We might, perhaps, consider a simple analogy where we have a pair of parallel wires carrying current in the same direction. Then the wires repel each other because the magnetic fields between them are opposing.

It is easy to get that parallel wire situation backwards in your mind. When a short circuit occurs at the load end of a transmission line, the currents are high, equal, and in opposite directions, so the wires initially repel. When the short is cleared, overhead transmission lines swing back together, where they may contact and so short circuit.
During normal mode operation, the magnetic field between two wires is almost doubled, while the external fields tend to cancel, which is one reason why parallel transmission lines have low radiation.

The OP question is not well posed and so is more complex. The magnetic fields of the two coils will cancel on axis, but will sum away from the axis on the plane of symmetry.

 

[tech99]

I think he is asking about electric fields, which is complex. Just because they cancel in the centre does not also mean zero coupling.

 

[Baluncore]

I think he is asking about electric fields, which is complex. Just because they cancel in the centre does not also mean zero coupling.
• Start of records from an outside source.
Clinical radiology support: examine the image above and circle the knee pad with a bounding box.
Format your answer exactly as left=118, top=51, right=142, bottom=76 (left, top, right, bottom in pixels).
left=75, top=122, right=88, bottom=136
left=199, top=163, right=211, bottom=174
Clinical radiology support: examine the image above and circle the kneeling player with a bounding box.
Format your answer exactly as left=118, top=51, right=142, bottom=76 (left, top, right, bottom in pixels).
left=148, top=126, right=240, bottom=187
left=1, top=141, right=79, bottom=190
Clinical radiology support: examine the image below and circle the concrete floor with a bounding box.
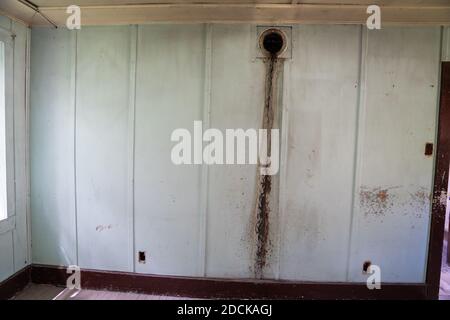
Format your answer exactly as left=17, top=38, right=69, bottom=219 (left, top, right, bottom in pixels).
left=13, top=284, right=191, bottom=300
left=13, top=231, right=450, bottom=300
left=439, top=228, right=450, bottom=300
So you will not counter or invert the relative current direction in your parallel wire example?

Yes, the Op wants electric field induced in space? about the wires and coils.
If the frequency and inductance were very high, the current would be low, so the electric field due to the supply alone would be important. The magnetic field is needed to find the energy radiation direction, the Poynting vector, and so from that, the electric field component in the complex near field.